Relative strength: Dispersion: weakest (but increases with molecular size). Dipole-dipole: moderate (stronger than dispersion in small molecules). H-bonding: strongest (≈5–10× dipole-dipole for small molecules).
Cause / origin: Dispersion: instantaneous temporary dipoles from electron cloud fluctuations. Dipole-dipole: permanent partial charges (δ+/δ−) from electronegativity differences in bonds. H-bonding: highly polar H (bonded to F/O/N) interacting with lone pair on F/O/N of adjacent molecule.
Named example: Dispersion: CH4 / Cl2 / noble gases. Dipole-dipole: HCl / SO2 / CH3Cl.
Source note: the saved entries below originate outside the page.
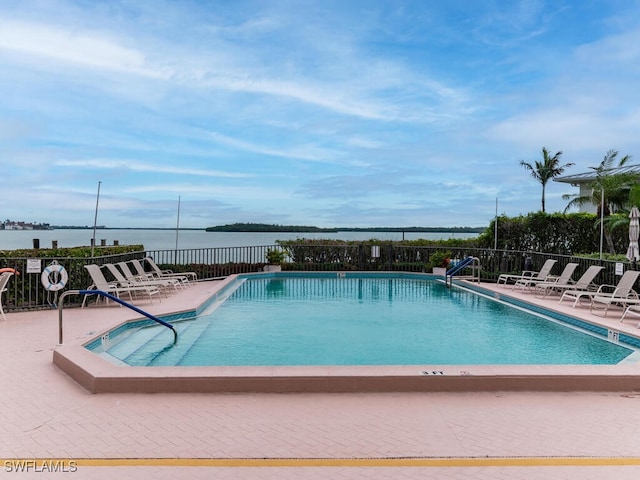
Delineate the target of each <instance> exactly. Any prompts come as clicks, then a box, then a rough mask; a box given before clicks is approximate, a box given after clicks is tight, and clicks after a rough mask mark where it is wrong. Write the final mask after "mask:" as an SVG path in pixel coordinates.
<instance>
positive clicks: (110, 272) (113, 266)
mask: <svg viewBox="0 0 640 480" xmlns="http://www.w3.org/2000/svg"><path fill="white" fill-rule="evenodd" d="M102 267H103V268H106V269H107V270H108V271H109V273H110V274H111V275H112V276H113V278H115V279H116V282H118V285H120V286H123V287H154V288H156V289H159V290H162V292H163V293H164V294H165V297H166V296H167V291H166V290H167V285H166V284H157V283H156V284H153V283H151V282H142V281H140V282H138V281H135V280H129V279H128V278H127V277H125V276H124V273H122V271H121V270H120V269H119V268H118V267H116V266H115V265H114V264H113V263H105V264H104V265H103V266H102Z"/></svg>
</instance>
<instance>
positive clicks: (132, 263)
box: [129, 258, 195, 285]
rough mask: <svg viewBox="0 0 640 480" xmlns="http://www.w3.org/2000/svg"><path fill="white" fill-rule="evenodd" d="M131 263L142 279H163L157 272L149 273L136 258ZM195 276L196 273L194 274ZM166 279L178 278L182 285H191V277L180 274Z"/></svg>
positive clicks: (171, 276)
mask: <svg viewBox="0 0 640 480" xmlns="http://www.w3.org/2000/svg"><path fill="white" fill-rule="evenodd" d="M129 263H130V264H131V265H133V268H134V269H135V271H136V272H137V274H138V275H139V276H140V277H147V278H149V279H154V278H162V277H160V276H159V275H158V274H157V272H155V271H153V272H147V271H146V270H145V269H144V265H142V262H141V261H140V260H137V259H135V258H134V259H133V260H129ZM194 275H195V273H194ZM166 278H176V279H178V280H179V281H180V283H182V285H188V284H189V277H188V276H187V275H181V274H179V273H172V274H167V277H166Z"/></svg>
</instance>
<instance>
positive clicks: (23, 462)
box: [4, 459, 78, 473]
mask: <svg viewBox="0 0 640 480" xmlns="http://www.w3.org/2000/svg"><path fill="white" fill-rule="evenodd" d="M77 470H78V463H77V462H76V461H75V460H20V459H12V460H4V471H5V472H16V473H27V472H30V473H32V472H35V473H73V472H76V471H77Z"/></svg>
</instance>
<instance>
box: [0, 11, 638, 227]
mask: <svg viewBox="0 0 640 480" xmlns="http://www.w3.org/2000/svg"><path fill="white" fill-rule="evenodd" d="M0 72H2V74H0V91H1V92H2V94H1V95H0V165H2V188H1V192H2V195H0V218H1V219H12V220H24V221H33V222H47V223H51V224H56V225H61V224H62V225H93V219H94V211H95V204H96V192H97V188H98V182H101V187H100V209H99V213H98V224H102V225H107V226H110V227H175V225H176V215H177V205H178V199H180V205H181V207H180V226H182V227H206V226H210V225H221V224H226V223H234V222H263V223H276V224H295V225H316V226H326V227H330V226H338V227H339V226H361V227H375V226H416V225H419V226H486V225H488V224H489V222H490V221H491V219H492V218H493V216H494V215H495V206H496V199H498V210H499V213H501V214H503V213H504V214H507V215H519V214H526V213H528V212H531V211H537V210H539V209H540V196H541V188H540V185H539V184H538V183H536V182H535V180H534V179H533V178H531V177H530V176H529V174H528V173H527V172H526V171H525V170H524V169H523V168H522V167H521V166H520V165H519V162H520V160H525V161H527V162H533V161H535V160H538V159H540V158H541V153H540V151H541V148H542V147H543V146H546V147H547V148H548V149H549V150H550V151H551V152H552V153H555V152H556V151H559V150H561V151H563V152H564V154H563V157H562V163H568V162H572V163H575V164H576V165H575V166H574V167H572V168H570V169H568V170H567V171H566V174H577V173H582V172H584V171H587V170H588V167H590V166H596V165H598V164H599V163H600V161H601V160H602V158H603V157H604V155H605V153H606V152H607V151H608V150H609V149H616V150H619V151H620V153H621V154H622V155H625V154H631V155H632V156H634V158H635V159H636V160H634V161H633V162H632V163H637V162H638V161H640V158H639V157H637V155H640V134H639V133H640V88H638V79H639V78H640V2H639V1H637V0H581V1H578V0H576V1H569V0H549V1H543V0H540V1H535V0H527V1H524V0H523V1H517V0H495V1H491V0H484V1H475V0H466V1H461V0H448V1H422V0H415V1H391V0H389V1H375V2H374V1H370V0H362V1H359V0H349V1H344V0H339V1H338V0H336V1H332V0H323V1H304V0H291V1H287V0H282V1H268V0H258V1H245V0H234V1H187V0H185V1H165V0H153V1H151V0H149V1H144V0H137V1H133V0H130V1H129V0H121V1H112V0H109V1H100V0H76V1H71V0H47V1H43V0H21V1H20V2H1V3H0ZM563 193H575V189H573V188H572V187H570V186H568V185H564V184H559V183H554V182H551V183H550V184H549V185H548V189H547V211H550V212H554V211H561V210H563V209H564V206H565V204H566V202H565V201H563V200H562V199H561V196H562V194H563Z"/></svg>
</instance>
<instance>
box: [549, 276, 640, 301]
mask: <svg viewBox="0 0 640 480" xmlns="http://www.w3.org/2000/svg"><path fill="white" fill-rule="evenodd" d="M638 275H640V272H637V271H635V270H627V271H626V272H624V275H622V277H620V281H618V284H617V285H606V284H605V285H600V287H598V289H597V290H596V291H589V290H566V291H565V292H564V293H563V294H562V296H561V297H560V302H558V303H562V302H563V301H564V299H565V298H568V299H570V300H573V301H574V302H573V307H574V308H575V306H576V305H578V303H580V302H581V301H583V300H587V301H589V304H590V306H591V305H593V298H594V297H598V301H599V302H600V301H601V302H600V303H606V302H609V301H610V300H611V299H614V298H617V299H618V300H620V299H622V298H627V299H629V298H631V297H632V296H634V294H635V292H634V291H633V285H634V284H635V283H636V280H637V279H638ZM635 296H636V297H637V295H635ZM607 299H609V300H607ZM607 308H608V307H607Z"/></svg>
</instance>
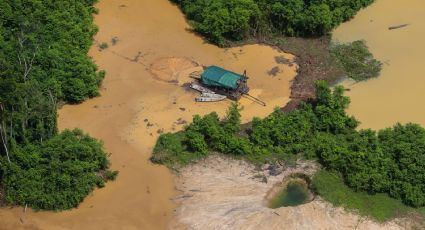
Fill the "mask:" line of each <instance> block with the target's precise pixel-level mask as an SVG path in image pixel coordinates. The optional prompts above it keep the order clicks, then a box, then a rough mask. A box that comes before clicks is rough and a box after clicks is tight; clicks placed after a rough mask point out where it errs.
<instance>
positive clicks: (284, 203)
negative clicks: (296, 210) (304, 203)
mask: <svg viewBox="0 0 425 230" xmlns="http://www.w3.org/2000/svg"><path fill="white" fill-rule="evenodd" d="M308 196H309V194H308V188H307V186H306V184H305V183H301V182H299V181H290V182H289V183H287V184H286V187H285V188H283V189H282V190H281V191H279V192H278V193H277V194H276V195H275V196H274V197H273V198H272V199H270V201H269V208H280V207H288V206H297V205H300V204H304V203H305V202H306V201H307V199H308Z"/></svg>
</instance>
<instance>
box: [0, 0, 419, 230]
mask: <svg viewBox="0 0 425 230" xmlns="http://www.w3.org/2000/svg"><path fill="white" fill-rule="evenodd" d="M97 7H98V8H99V10H100V14H99V15H97V16H96V24H97V25H98V26H99V29H100V31H99V33H98V35H97V36H96V41H98V42H108V43H109V48H108V49H106V50H104V51H99V50H98V49H97V47H96V46H94V47H93V48H92V50H91V51H90V56H92V57H93V59H94V60H95V62H96V63H97V64H98V65H99V66H100V68H101V69H105V70H106V71H107V72H108V74H107V77H106V79H105V81H104V84H103V89H102V91H101V93H102V96H101V97H98V98H95V99H92V100H89V101H87V102H85V103H83V104H81V105H76V106H64V107H63V108H62V109H61V110H60V117H59V119H60V120H59V124H60V128H61V129H63V128H73V127H80V128H83V129H84V130H85V131H87V132H89V133H90V134H91V135H93V136H95V137H97V138H100V139H102V140H103V141H104V143H105V147H106V150H107V151H108V152H109V153H111V161H112V168H113V169H117V170H119V171H120V175H119V177H118V179H117V181H115V182H111V183H108V184H107V186H106V187H105V188H103V189H99V190H96V191H95V192H94V193H93V195H91V196H89V197H88V198H87V199H86V200H85V201H84V202H83V203H82V204H81V205H80V207H79V208H78V209H73V210H70V211H65V212H61V213H53V212H33V211H31V210H27V212H26V213H24V212H23V208H13V209H9V208H2V209H0V229H163V228H166V226H167V225H168V222H169V221H170V220H171V218H172V216H173V209H174V208H175V205H174V203H173V202H171V201H170V198H171V197H173V196H175V195H176V191H175V190H174V185H173V181H174V178H173V175H172V174H171V173H170V172H169V171H168V170H167V169H166V168H164V167H162V166H155V165H152V164H150V163H149V161H148V158H149V156H150V153H151V150H152V147H153V145H154V143H155V140H156V138H157V136H158V132H160V131H172V130H178V129H181V123H180V122H178V120H179V119H180V121H183V120H186V121H188V120H190V118H191V116H192V115H193V114H195V113H201V114H205V113H207V112H210V111H214V110H215V111H217V112H219V113H220V114H221V115H223V114H224V111H225V109H226V107H227V106H228V105H229V102H222V103H216V104H208V105H206V104H195V103H193V97H194V94H192V93H188V92H185V91H184V90H183V89H182V88H181V87H179V86H178V85H175V84H169V83H165V82H163V81H158V80H157V79H155V78H153V77H152V75H151V74H150V73H149V71H148V69H149V67H150V66H151V64H152V63H155V62H156V61H157V60H160V59H161V58H168V57H177V58H185V59H188V60H194V61H197V62H199V63H201V64H205V65H210V64H217V65H221V66H224V67H225V68H229V69H231V70H233V71H236V72H242V71H243V70H244V69H247V71H248V74H249V75H250V76H251V77H252V78H251V87H252V88H253V90H252V93H253V94H254V95H256V96H259V97H260V98H262V99H263V100H265V101H266V102H267V103H268V106H267V107H260V106H258V105H257V104H255V103H253V102H251V101H248V100H242V104H243V105H244V106H245V110H244V113H243V119H244V121H247V120H249V119H250V118H251V117H252V116H265V115H266V114H268V113H270V112H271V111H272V110H273V107H274V106H278V105H280V106H281V105H283V104H284V103H286V102H287V101H288V95H289V81H290V80H291V79H292V78H293V76H294V74H295V68H296V67H295V66H293V67H289V66H280V68H281V69H282V70H283V72H282V73H280V74H278V75H277V76H275V77H271V76H269V75H268V74H267V71H269V70H271V69H272V68H273V67H275V66H278V64H277V63H276V62H275V60H274V58H275V57H276V56H280V55H283V56H286V57H287V58H289V59H291V58H292V57H291V56H290V55H286V54H283V53H279V52H278V51H277V50H274V49H272V48H270V47H266V46H260V45H249V46H245V47H238V48H233V49H227V50H223V49H219V48H217V47H215V46H213V45H209V44H206V43H205V41H203V40H202V39H201V38H200V37H198V36H196V35H194V34H193V33H192V32H190V30H188V28H189V27H188V25H187V23H186V22H185V20H184V17H183V15H182V14H181V12H180V11H179V10H178V9H177V7H175V6H173V5H172V4H170V2H169V1H167V0H126V1H120V2H118V1H113V0H103V1H101V2H100V3H99V4H98V5H97ZM405 23H408V24H409V26H407V27H405V28H402V29H398V30H391V31H389V30H388V29H387V28H388V27H389V26H392V25H398V24H405ZM424 23H425V3H424V2H423V1H422V0H408V1H401V0H394V1H391V3H389V2H388V1H384V0H378V1H377V3H375V4H374V5H372V6H371V7H370V8H367V9H366V10H363V11H362V12H360V13H359V14H358V16H356V18H355V19H354V20H353V21H351V22H349V23H346V24H344V25H342V26H341V27H340V28H339V29H337V30H336V31H335V38H337V39H339V40H341V41H350V40H355V39H365V40H366V41H367V43H368V45H369V46H370V48H371V51H372V52H373V53H374V54H375V56H376V57H377V58H379V59H381V60H383V61H384V62H385V63H386V64H385V66H384V69H383V72H382V74H381V76H380V77H379V78H378V79H375V80H370V81H368V82H364V83H359V84H356V85H354V86H350V87H351V88H352V91H351V92H349V93H348V95H349V96H350V97H351V98H352V105H351V107H350V109H349V112H350V113H352V114H355V115H356V116H357V117H358V118H359V119H360V120H361V121H362V122H363V127H372V128H380V127H386V126H390V125H392V124H393V123H394V122H396V121H401V122H407V121H412V122H418V123H421V124H423V125H425V107H424V106H421V100H422V99H425V94H424V92H425V91H424V89H425V88H424V87H425V84H424V83H425V80H424V79H425V75H424V70H423V69H424V68H423V67H424V66H425V58H424V56H423V54H424V53H425V43H424V42H423V41H425V39H424V35H425V31H424V29H423V28H425V25H424ZM113 37H117V39H118V42H117V44H116V45H112V44H111V42H110V41H111V39H112V38H113ZM145 121H146V122H145ZM308 207H310V206H308ZM324 210H325V209H324ZM306 213H317V211H316V208H314V207H313V206H311V210H310V211H308V210H306ZM282 214H283V213H282ZM271 215H272V216H275V218H278V216H276V215H274V214H273V213H271ZM339 218H343V216H338V219H339ZM320 219H321V218H319V217H318V218H317V220H316V219H314V218H313V219H312V220H311V223H316V222H314V221H320ZM269 220H270V219H269V218H267V221H269ZM279 220H281V219H279ZM281 221H295V219H294V218H290V219H288V220H281ZM279 223H280V222H279ZM317 224H318V225H320V223H317ZM294 226H298V225H294ZM324 226H325V225H324Z"/></svg>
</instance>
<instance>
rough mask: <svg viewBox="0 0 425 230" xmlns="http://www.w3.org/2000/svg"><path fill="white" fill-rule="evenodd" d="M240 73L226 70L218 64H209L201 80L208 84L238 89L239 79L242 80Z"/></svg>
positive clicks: (201, 80) (203, 72) (202, 81)
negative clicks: (210, 64) (237, 72)
mask: <svg viewBox="0 0 425 230" xmlns="http://www.w3.org/2000/svg"><path fill="white" fill-rule="evenodd" d="M241 79H242V76H241V75H240V74H237V73H234V72H231V71H228V70H225V69H223V68H220V67H218V66H209V67H207V68H206V69H205V71H204V72H203V73H202V74H201V82H202V84H204V85H207V86H216V87H223V88H228V89H236V88H237V87H238V84H237V82H238V80H241Z"/></svg>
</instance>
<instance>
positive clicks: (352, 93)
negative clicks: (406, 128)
mask: <svg viewBox="0 0 425 230" xmlns="http://www.w3.org/2000/svg"><path fill="white" fill-rule="evenodd" d="M401 24H409V25H408V26H407V27H404V28H401V29H396V30H388V27H390V26H394V25H401ZM333 37H334V39H336V40H339V41H342V42H345V41H353V40H358V39H364V40H366V42H367V44H368V46H369V47H370V50H371V52H372V53H373V54H374V55H375V57H376V58H377V59H379V60H381V61H382V62H384V63H385V64H384V66H383V70H382V72H381V75H380V76H379V78H377V79H373V80H369V81H366V82H362V83H358V84H355V85H351V86H349V88H351V89H352V90H351V92H348V93H347V94H348V96H350V97H351V106H350V108H349V110H348V112H349V113H351V114H353V115H355V116H356V117H357V118H358V119H359V120H360V121H361V122H362V125H361V127H362V128H384V127H389V126H392V125H393V124H395V123H396V122H402V123H406V122H415V123H419V124H421V125H425V106H424V101H425V1H422V0H406V1H402V0H392V1H385V0H378V1H377V2H376V3H375V4H373V5H372V6H370V7H368V8H366V9H365V10H363V11H361V12H359V13H358V14H357V16H356V17H355V18H354V19H353V20H351V21H350V22H348V23H345V24H343V25H341V26H340V27H339V28H338V29H337V30H335V31H334V34H333Z"/></svg>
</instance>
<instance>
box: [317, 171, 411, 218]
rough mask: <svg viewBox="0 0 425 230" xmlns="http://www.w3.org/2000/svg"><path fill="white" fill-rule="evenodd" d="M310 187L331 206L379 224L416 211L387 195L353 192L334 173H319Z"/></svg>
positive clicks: (335, 173) (350, 188) (352, 190)
mask: <svg viewBox="0 0 425 230" xmlns="http://www.w3.org/2000/svg"><path fill="white" fill-rule="evenodd" d="M312 187H313V189H314V190H315V192H316V193H318V194H319V195H320V196H321V197H322V198H323V199H325V200H327V201H329V202H330V203H332V204H333V205H335V206H342V207H344V208H347V209H349V210H354V211H356V212H358V213H359V214H360V215H362V216H369V217H372V218H374V219H375V220H378V221H380V222H384V221H388V220H391V219H393V218H396V217H401V216H406V215H407V214H409V213H412V212H417V211H418V210H416V209H412V208H410V207H408V206H406V205H404V204H403V203H402V202H401V201H400V200H396V199H393V198H390V197H389V196H388V195H387V194H383V193H379V194H373V195H371V194H367V193H366V192H355V191H353V190H352V189H351V188H349V187H348V186H347V185H345V184H344V180H343V178H342V177H341V176H340V175H338V173H335V172H329V171H326V170H322V171H319V172H318V173H316V174H315V175H314V177H313V180H312Z"/></svg>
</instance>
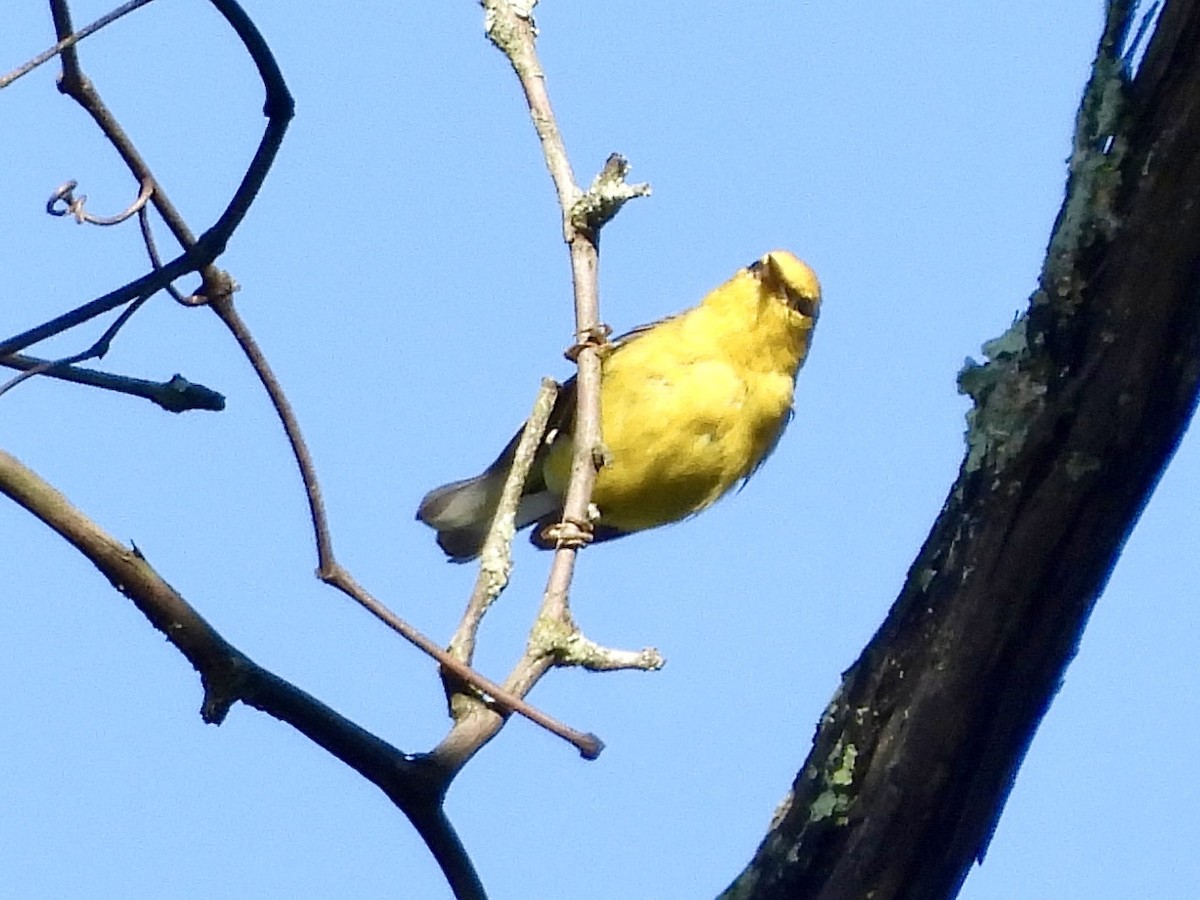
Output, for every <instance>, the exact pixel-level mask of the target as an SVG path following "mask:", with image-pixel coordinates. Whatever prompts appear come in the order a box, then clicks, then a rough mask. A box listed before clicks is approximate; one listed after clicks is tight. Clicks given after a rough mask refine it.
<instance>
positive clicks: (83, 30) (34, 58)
mask: <svg viewBox="0 0 1200 900" xmlns="http://www.w3.org/2000/svg"><path fill="white" fill-rule="evenodd" d="M149 2H151V0H132V1H131V2H127V4H125V5H124V6H119V7H116V8H115V10H113V11H112V12H109V13H104V14H103V16H101V17H100V18H98V19H96V20H95V22H94V23H91V24H90V25H86V26H84V28H82V29H79V30H78V31H76V32H74V34H71V29H70V28H68V29H67V34H66V37H64V38H61V40H60V41H59V42H58V43H56V44H54V46H53V47H50V48H49V49H47V50H43V52H42V53H40V54H37V55H36V56H34V59H31V60H30V61H29V62H26V64H24V65H23V66H18V67H17V68H14V70H13V71H12V72H10V73H8V74H6V76H4V77H2V78H0V90H4V89H5V88H7V86H8V85H10V84H12V83H13V82H16V80H17V79H18V78H20V77H23V76H26V74H29V73H30V72H32V71H34V70H35V68H37V67H38V66H40V65H42V64H43V62H49V61H50V60H52V59H54V58H55V56H58V55H59V54H60V53H61V54H64V55H65V53H66V52H67V50H70V49H71V48H73V47H74V46H76V44H77V43H79V42H80V41H82V40H84V38H85V37H89V36H91V35H94V34H96V32H97V31H100V30H101V29H102V28H104V26H106V25H110V24H112V23H114V22H116V20H118V19H119V18H121V17H122V16H126V14H128V13H131V12H133V11H134V10H137V8H139V7H142V6H145V5H146V4H149Z"/></svg>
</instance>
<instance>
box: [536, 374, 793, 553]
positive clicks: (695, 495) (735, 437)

H-bonding: H2O / HF / NH3 / alcohols.
Q4 — Cause-and-effect chain (5 marks)
Effect 1: Ethanol can form hydrogen bonds (O–H···O) between molecules; dimethyl ether cannot (no H attached to O or N/F), so it has only dispersion and dipole-dipole forces [1]. Effect 2: Much more energy is required to separate ethanol molecules (overcome H-bonds) than dimethyl ether molecules (overcome dipole-dipole forces only) [1]. Effect 3: The stronger IMFs in ethanol cannot be attributed to larger dispersion forces (same MW), so the difference is entirely due to the H-bonding in ethanol [1]. Overall outcome: Ethanol has a significantly higher boiling point (78 °C) than dimethyl ether (−24 °C) despite identical molecular masses, demonstrating that IMF type (here, H-bonding vs dipole-dipole) can override molecular mass in determining BP [2 marks for a full, linked overall outcome].
Q5.1 — Kwinana distillation (2 marks)
Propane (C3H8) would be collected first, from the top (lowest temperature zone) [1]. Short-chain alkanes have fewer electrons → weaker dispersion forces → less energy needed to vaporise → lower boiling point. They therefore rise to the top of the column where temperatures are lowest and are collected first. Octane has a much longer chain, stronger dispersion forces, higher BP, and condenses lower in the column where it is hotter [1].
Q5.2 — Water BP in refinery (2 marks)
The student is incorrect [1]. Water (BP 100 °C) has a much higher boiling point than short-chain alkanes like propane (BP −42 °C) because water forms strong hydrogen bonds (O–H···O). Despite its small molecular mass (18 g mol−1), water’s H-bonds require far more energy to break than the dispersion forces in light alkanes. Water would therefore condense lower in the column (higher temperature zone), not near the top [1].